Of course, int c = (*ptrtest.addptr)(3,4); is the base case. However, in C++ (and in C as well), if you use the call (()) operator on a function pointer, it will do the "dereferencing" automatically. Just like when assigned to a variable of function pointer type, the name of a function decays into a function pointer, i. e.

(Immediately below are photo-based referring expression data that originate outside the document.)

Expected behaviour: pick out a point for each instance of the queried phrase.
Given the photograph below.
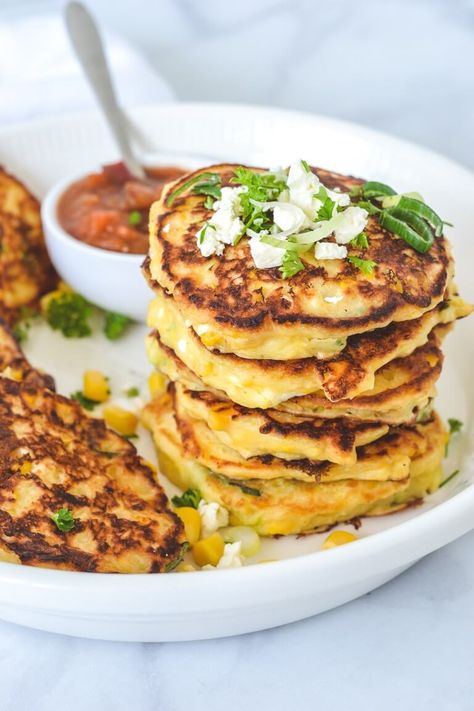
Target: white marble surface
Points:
(404, 66)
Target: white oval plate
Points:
(303, 580)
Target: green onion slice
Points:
(373, 189)
(212, 178)
(407, 225)
(422, 210)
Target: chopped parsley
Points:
(451, 476)
(454, 425)
(64, 520)
(69, 313)
(84, 401)
(366, 266)
(132, 392)
(191, 497)
(203, 184)
(291, 264)
(360, 241)
(135, 217)
(115, 325)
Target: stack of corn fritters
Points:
(296, 403)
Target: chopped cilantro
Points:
(84, 401)
(365, 265)
(291, 264)
(64, 520)
(132, 392)
(360, 241)
(454, 425)
(451, 476)
(203, 184)
(115, 325)
(135, 217)
(69, 313)
(191, 497)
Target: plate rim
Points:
(457, 509)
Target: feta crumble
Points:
(213, 516)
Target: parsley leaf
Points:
(191, 497)
(135, 217)
(70, 314)
(84, 401)
(115, 325)
(64, 520)
(454, 425)
(365, 265)
(291, 264)
(203, 184)
(360, 241)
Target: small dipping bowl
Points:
(111, 280)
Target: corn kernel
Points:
(156, 383)
(338, 538)
(208, 551)
(95, 386)
(210, 339)
(192, 523)
(123, 421)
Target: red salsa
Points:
(110, 209)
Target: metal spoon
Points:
(87, 44)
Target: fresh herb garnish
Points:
(246, 489)
(366, 266)
(84, 401)
(135, 217)
(202, 184)
(291, 264)
(360, 241)
(451, 476)
(191, 497)
(169, 567)
(69, 313)
(64, 520)
(455, 425)
(132, 392)
(115, 325)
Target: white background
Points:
(399, 65)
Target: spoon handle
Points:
(89, 50)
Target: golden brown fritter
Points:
(25, 268)
(254, 313)
(53, 456)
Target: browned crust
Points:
(404, 277)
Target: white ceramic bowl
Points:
(218, 603)
(112, 280)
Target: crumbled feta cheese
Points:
(303, 185)
(213, 516)
(232, 556)
(329, 250)
(353, 221)
(333, 299)
(264, 255)
(288, 217)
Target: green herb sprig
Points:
(64, 520)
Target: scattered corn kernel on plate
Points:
(284, 579)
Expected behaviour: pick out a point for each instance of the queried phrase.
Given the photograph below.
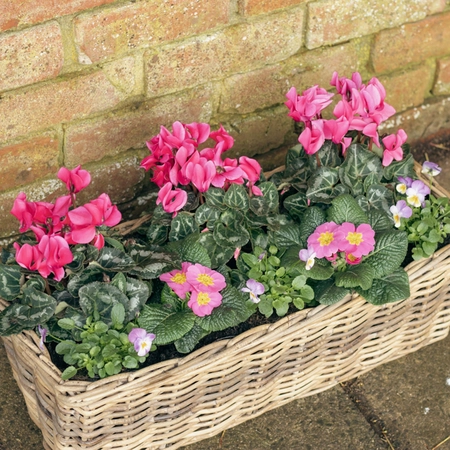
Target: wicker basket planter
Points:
(182, 401)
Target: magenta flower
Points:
(254, 288)
(324, 240)
(177, 280)
(202, 303)
(401, 209)
(171, 200)
(75, 179)
(312, 137)
(142, 340)
(358, 241)
(308, 256)
(431, 169)
(393, 147)
(416, 193)
(204, 279)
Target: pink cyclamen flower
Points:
(405, 183)
(75, 179)
(393, 147)
(204, 279)
(254, 288)
(431, 169)
(358, 241)
(142, 340)
(308, 255)
(172, 200)
(177, 280)
(416, 193)
(312, 137)
(324, 240)
(202, 303)
(401, 209)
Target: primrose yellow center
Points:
(203, 298)
(325, 239)
(179, 278)
(354, 238)
(206, 280)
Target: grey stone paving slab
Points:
(17, 430)
(412, 397)
(327, 421)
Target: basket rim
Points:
(211, 351)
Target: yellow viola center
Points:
(203, 298)
(206, 280)
(325, 239)
(179, 278)
(354, 238)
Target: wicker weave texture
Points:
(182, 401)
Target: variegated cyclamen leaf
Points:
(236, 197)
(9, 282)
(345, 209)
(380, 197)
(321, 185)
(182, 226)
(34, 308)
(358, 164)
(393, 287)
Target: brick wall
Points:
(88, 81)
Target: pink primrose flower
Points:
(312, 137)
(358, 241)
(254, 288)
(204, 279)
(324, 241)
(393, 147)
(177, 280)
(141, 340)
(75, 179)
(401, 209)
(172, 200)
(416, 193)
(308, 255)
(202, 303)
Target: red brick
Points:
(117, 30)
(250, 7)
(218, 55)
(408, 88)
(250, 91)
(259, 133)
(333, 21)
(30, 56)
(412, 43)
(109, 136)
(28, 161)
(57, 102)
(14, 13)
(442, 85)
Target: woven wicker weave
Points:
(181, 401)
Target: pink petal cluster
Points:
(56, 226)
(176, 160)
(330, 238)
(361, 108)
(202, 283)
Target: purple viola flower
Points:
(43, 333)
(254, 288)
(401, 209)
(142, 340)
(404, 184)
(307, 255)
(431, 169)
(415, 195)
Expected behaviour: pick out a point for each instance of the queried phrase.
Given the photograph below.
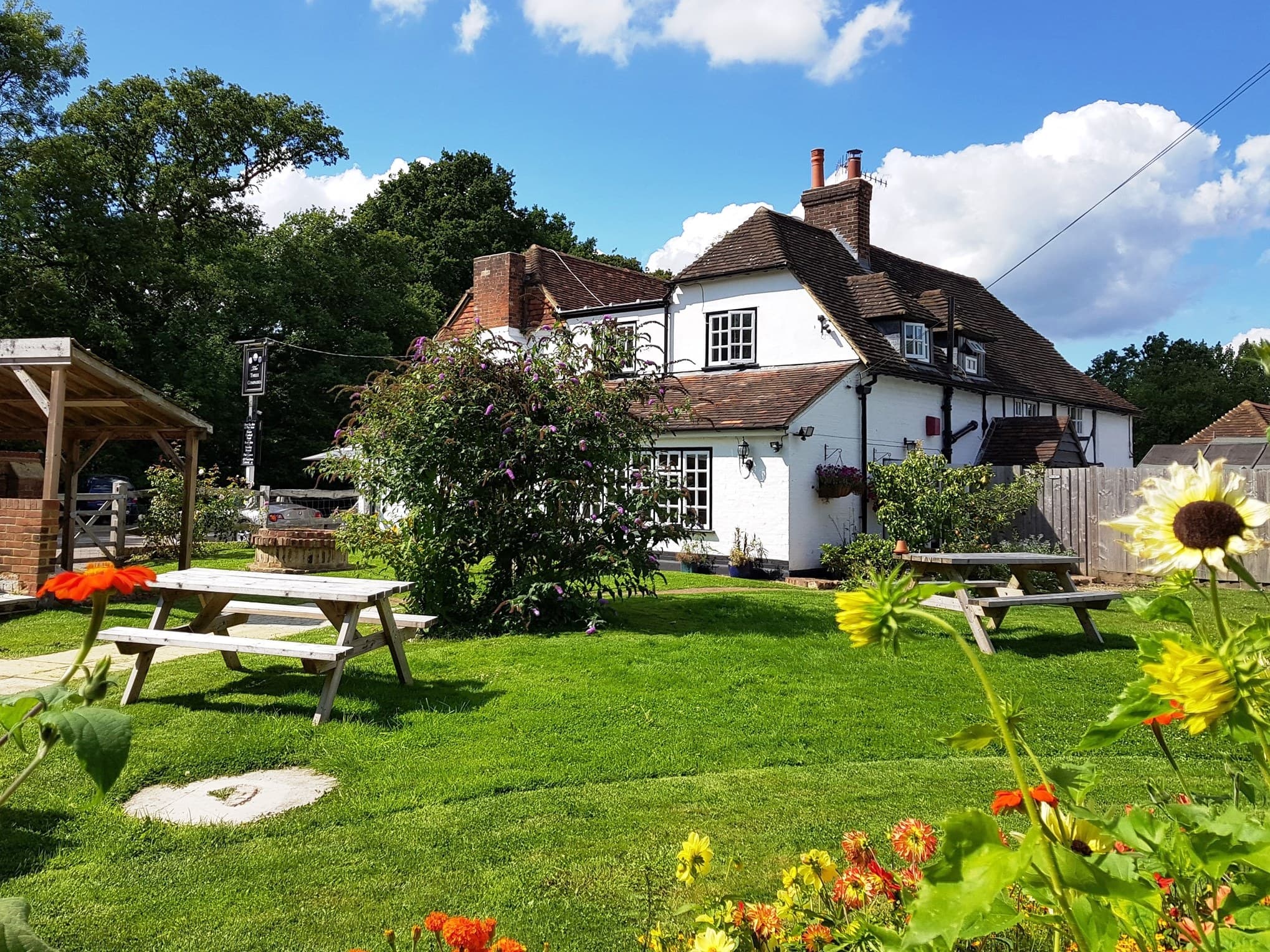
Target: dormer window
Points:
(973, 358)
(917, 342)
(730, 338)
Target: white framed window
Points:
(690, 471)
(917, 342)
(1076, 414)
(972, 357)
(730, 338)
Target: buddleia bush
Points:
(516, 484)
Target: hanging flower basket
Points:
(833, 482)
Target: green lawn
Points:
(532, 778)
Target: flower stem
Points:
(1016, 763)
(94, 626)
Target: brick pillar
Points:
(28, 542)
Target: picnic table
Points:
(986, 603)
(230, 598)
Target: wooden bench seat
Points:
(176, 637)
(1087, 599)
(281, 609)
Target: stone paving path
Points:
(21, 674)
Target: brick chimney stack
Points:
(843, 207)
(498, 290)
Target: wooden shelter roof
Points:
(101, 400)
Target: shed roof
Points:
(101, 399)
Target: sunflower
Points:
(98, 576)
(1193, 517)
(1196, 679)
(695, 857)
(914, 840)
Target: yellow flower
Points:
(695, 859)
(884, 609)
(1193, 517)
(714, 941)
(817, 869)
(1196, 679)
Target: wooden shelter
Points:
(55, 391)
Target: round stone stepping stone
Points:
(231, 800)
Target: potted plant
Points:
(695, 556)
(833, 482)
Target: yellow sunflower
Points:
(1196, 679)
(695, 859)
(1193, 517)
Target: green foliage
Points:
(852, 561)
(217, 509)
(1180, 385)
(927, 502)
(523, 482)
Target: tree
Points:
(518, 480)
(1180, 385)
(462, 207)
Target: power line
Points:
(1234, 94)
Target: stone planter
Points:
(296, 551)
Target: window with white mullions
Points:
(686, 474)
(732, 338)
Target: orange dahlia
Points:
(98, 576)
(816, 936)
(914, 840)
(765, 921)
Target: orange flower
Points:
(1168, 716)
(914, 840)
(97, 576)
(468, 935)
(765, 921)
(816, 936)
(1014, 799)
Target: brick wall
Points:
(28, 541)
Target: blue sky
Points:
(630, 116)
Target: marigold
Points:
(1194, 516)
(695, 857)
(817, 869)
(98, 576)
(765, 921)
(1196, 679)
(816, 936)
(914, 840)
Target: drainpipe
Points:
(862, 391)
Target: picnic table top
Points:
(310, 588)
(967, 559)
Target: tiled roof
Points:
(751, 399)
(578, 283)
(1023, 440)
(1019, 359)
(1248, 419)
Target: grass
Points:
(533, 778)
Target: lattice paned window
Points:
(730, 338)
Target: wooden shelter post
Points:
(187, 511)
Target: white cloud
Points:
(472, 26)
(794, 32)
(296, 189)
(400, 9)
(700, 231)
(1251, 334)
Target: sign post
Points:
(255, 362)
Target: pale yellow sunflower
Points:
(1194, 516)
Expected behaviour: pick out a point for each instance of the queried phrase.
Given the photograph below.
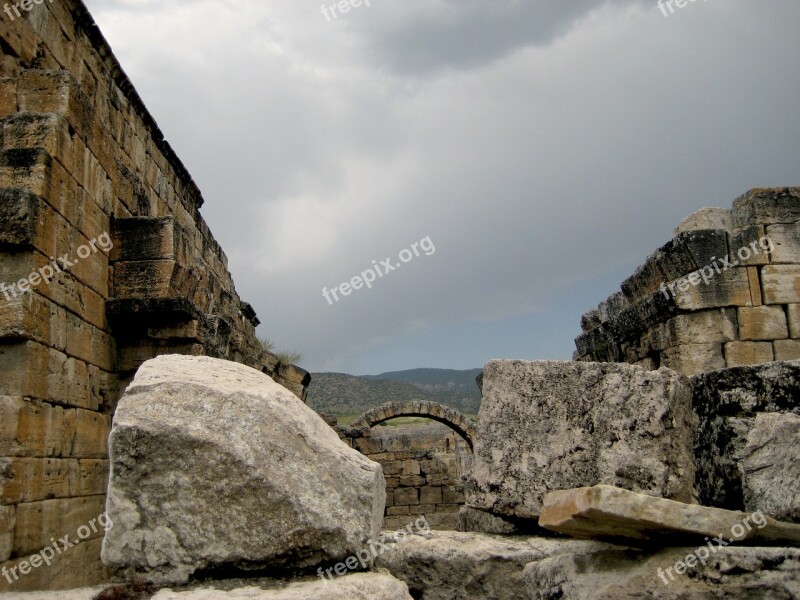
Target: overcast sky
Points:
(546, 147)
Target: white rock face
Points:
(214, 464)
(770, 464)
(551, 425)
(357, 586)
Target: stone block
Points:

int (*fptr)() = some_func;
is just as valid as
int (*fptr)() = &some_func;
albeit the type of func is int ()(void).
ptrtest.addrptr(3,4) is the "base case"; C++ defines the function-call operator to act on function pointers, and it acts on functions via the standard function-to-pointer conversion.Functions and function pointers can be used interchangeably, presumably for convenience. In particular, section 5.2.2 of the C++11 standard specifies that a function call can occur using a function or a pointer to a function.